Oil prices rose in early trading on Monday following reports of the latest attack on a pipeline in Nigeria.
The militants want a greater share of the oil wealth
Italian oil firm Eni confirmed that one of its Nigerian pipelines had been hit by an "act of sabotage", losing an unspecified amount of production.
Militants are attacking facilities in Nigeria's main Niger Delta oil region to demand that a greater share of the wealth stays in the local area.
US light crude was up seven cents to $62.84 in early Far Eastern trading.
"I think prices are reacting again to the situation in Nigeria, with Eni reporting attacks on its pipeline," said Andrew Harrington, resources analyst at ANZ Bank in Sydney.

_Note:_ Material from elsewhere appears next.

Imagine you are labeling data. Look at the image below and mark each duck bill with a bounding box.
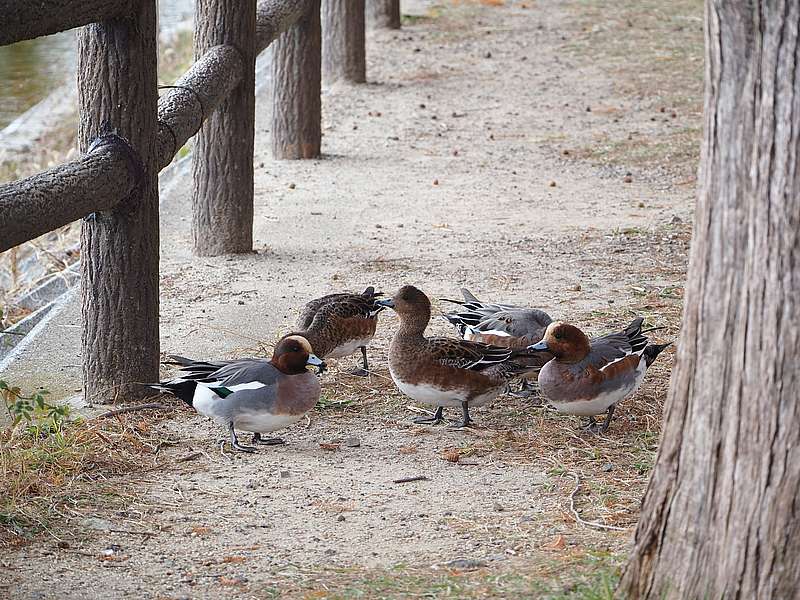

Nigeria, Africa's biggest producer of crude, has seen a 20% cut in output since militants launched attacks on foreign oil companies at the start of this year.
The other two main factors keeping oil prices high are the ongoing security situation in Iraq and the nuclear stand-off with Iran that could ultimately result in trade sanctions against Tehran.
However, early afternoon trading saw oil prices down slightly amid news of reduced demand forecasts for 2006 and larger US crude oil inventories.
The Organization of Petroleum Exporting Countries (OPEC) reduced its forecast for 2006 by 110,000 barrels a day.
Crude oil dropped 37 cents to $62.40 a barrel in New York by Monday afternoon, while Brent crude fell 26 cents in London to $63 per barrel.